Через триста лет после радуги | страница 16
Солнце падало на зазубренные верхушки лиственниц, и сладостный дым махры согревал душу. Комары кружились над нами и улетали, вспугнутые запахом репудина, чтоб уступить место другим.
— За что дурацкое прозвище? — спросил я.
— Это давно. По ошибке, — ответил он, опять усмехнувшись. — Перепутал кто-то Мельпомену с Фемидой. Я ж юрист — значит, из клана Фемиды, а прилипло ко мне Мельпомен.
— Дела-а, — вздохнул я. — И это правильно?
— Сейчас я смог бы быть адвокатом, — задумчиво сказал Мельпомен. — За долгие годы я нашел простую формулу: надо верить в людей и им. Даже Михе. И многим, подобным ему. Рыбак на своем месте дороже плохого судьи. Жаль, что я утратил профессиональное право быть адвокатом.
Верхушки лиственниц взорвались кровью, на теневой стороне реки рождалась пленка тумана. И в ушах у меня стоял задумчивый голос: «Во всяком человеке — Человек с большой буквы. Иногда его трудно извлечь, иногда невозможно, но пробовать нужно всегда. Запомни это на всю жизнь, инженер».
В этот момент мучительное счастье минуты сдавило мне сердце, и наступил тот миг, что посещает нас иногда и еще, говорят, должен навестить перед смертью. В этот миг ты можешь собрать воедино треск углей на костре, сгоревшем десять лет назад, запах матери и всех женщин, которых любил, все свои сны и поступки, голоса и портреты людей, встреченных в безудержном беге времени. В этот миг ты чувствуешь себя частью тесного мира, где отвечаешь за все и за всех, а все за тебя, что бы там ни стряслось вчера или завтра.
Анютка, Хыш, свирепый Макавеев
— Эй, Хыш, скоро? — спрашиваю я.
— Уже раскис, — говорит он, не оглядываясь, и перешагивает сразу через пять кочек.
Мы идем на юго-запад. Хыш и я. Идем к тем местам, где есть уличные репродукторы и нет кочек, где гуляют по тротуарам и не едят свиную тушенку.
Перед моим носом качается сутулая спина. Вторые сутки. Вторые сутки маячат передо мной стоптанные задники сапог.
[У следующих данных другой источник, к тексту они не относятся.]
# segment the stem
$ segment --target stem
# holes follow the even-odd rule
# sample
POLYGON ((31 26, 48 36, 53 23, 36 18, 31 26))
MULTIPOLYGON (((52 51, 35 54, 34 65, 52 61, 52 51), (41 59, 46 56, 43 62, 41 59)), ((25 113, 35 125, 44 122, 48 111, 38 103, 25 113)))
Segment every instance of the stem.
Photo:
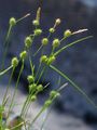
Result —
POLYGON ((22 73, 23 73, 23 69, 24 69, 24 61, 23 61, 23 64, 22 64, 20 70, 19 70, 19 75, 18 75, 18 77, 17 77, 15 90, 14 90, 14 93, 13 93, 13 96, 12 96, 12 101, 11 101, 11 104, 10 104, 10 107, 9 107, 8 117, 9 117, 10 110, 11 110, 11 108, 12 108, 14 99, 15 99, 15 94, 16 94, 16 91, 17 91, 17 87, 18 87, 18 82, 19 82, 19 78, 20 78, 20 75, 22 75, 22 73))
POLYGON ((97 108, 97 105, 95 105, 95 103, 86 95, 86 93, 78 84, 75 84, 66 74, 61 73, 53 65, 50 65, 50 68, 58 73, 65 79, 67 79, 74 87, 75 90, 78 90, 92 105, 95 106, 95 108, 97 108))
POLYGON ((39 51, 42 49, 42 47, 43 47, 43 44, 41 44, 41 46, 39 47, 39 49, 38 49, 37 52, 33 54, 33 56, 36 56, 36 55, 39 53, 39 51))
POLYGON ((12 70, 12 73, 11 73, 10 80, 9 80, 9 84, 8 84, 8 87, 6 87, 6 90, 5 90, 5 93, 4 93, 4 96, 3 96, 3 102, 2 102, 3 105, 4 105, 4 103, 5 103, 5 99, 6 99, 6 95, 8 95, 8 92, 9 92, 9 88, 10 88, 10 84, 11 84, 11 81, 12 81, 13 74, 14 74, 14 68, 13 68, 13 70, 12 70))
POLYGON ((12 26, 9 27, 9 30, 8 30, 8 34, 6 34, 6 37, 5 37, 5 41, 4 41, 5 50, 3 51, 1 69, 4 68, 4 61, 5 61, 5 56, 6 56, 6 53, 8 53, 9 38, 11 36, 11 30, 12 30, 12 26))
POLYGON ((75 43, 79 43, 79 42, 84 41, 84 40, 89 39, 89 38, 93 38, 93 36, 88 36, 88 37, 85 37, 85 38, 81 38, 81 39, 79 39, 79 40, 75 40, 75 41, 73 41, 73 42, 71 42, 71 43, 63 47, 61 49, 59 49, 57 52, 54 53, 54 55, 57 56, 60 52, 63 52, 63 51, 66 50, 67 48, 71 47, 71 46, 74 46, 75 43))
POLYGON ((41 110, 38 113, 38 115, 33 118, 33 120, 31 121, 31 123, 28 127, 28 130, 30 129, 30 127, 32 127, 33 122, 39 118, 39 116, 45 110, 46 107, 42 107, 41 110))
POLYGON ((10 67, 8 67, 6 69, 2 70, 2 72, 0 73, 0 76, 2 76, 2 75, 4 75, 5 73, 8 73, 12 67, 13 67, 13 66, 10 66, 10 67))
— Терпи, салажонок, — повторяет Хыш.
Я прикусываю от злости губу, но помалкиваю. Возможно, я и есть салажонок по сравнению с ним, видавшим всякую жизнь человеком. Мы идем искать справедливость. Усталая человеческая спина маячит мне на пути к ней.
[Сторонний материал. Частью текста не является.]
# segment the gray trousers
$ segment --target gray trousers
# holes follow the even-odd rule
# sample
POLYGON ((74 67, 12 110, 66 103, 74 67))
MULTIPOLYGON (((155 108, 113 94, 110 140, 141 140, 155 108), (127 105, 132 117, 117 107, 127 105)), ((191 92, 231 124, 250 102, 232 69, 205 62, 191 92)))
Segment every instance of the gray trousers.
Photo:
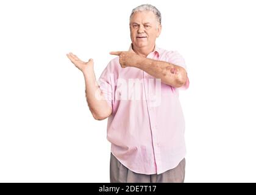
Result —
POLYGON ((183 183, 185 163, 184 158, 174 169, 160 174, 146 175, 127 169, 111 153, 110 183, 183 183))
…Два месяца назад верткий самолет Ан-2 закидывал в горы последнюю партию груза. Среди груза был и я — вновь испеченный представитель рабочего класса. Бывают у человека в девятнадцать лет всякие идеи, которые сажают его на кучу тюков и под грохот мотора несут в неизвестность. Самолет сел у подножия какой-то невеселого вида сопки. Был снег, был темный обдутый камень и загадочные бородачи, бежавшие навстречу. Были три палатки. Я очутился в одной из них.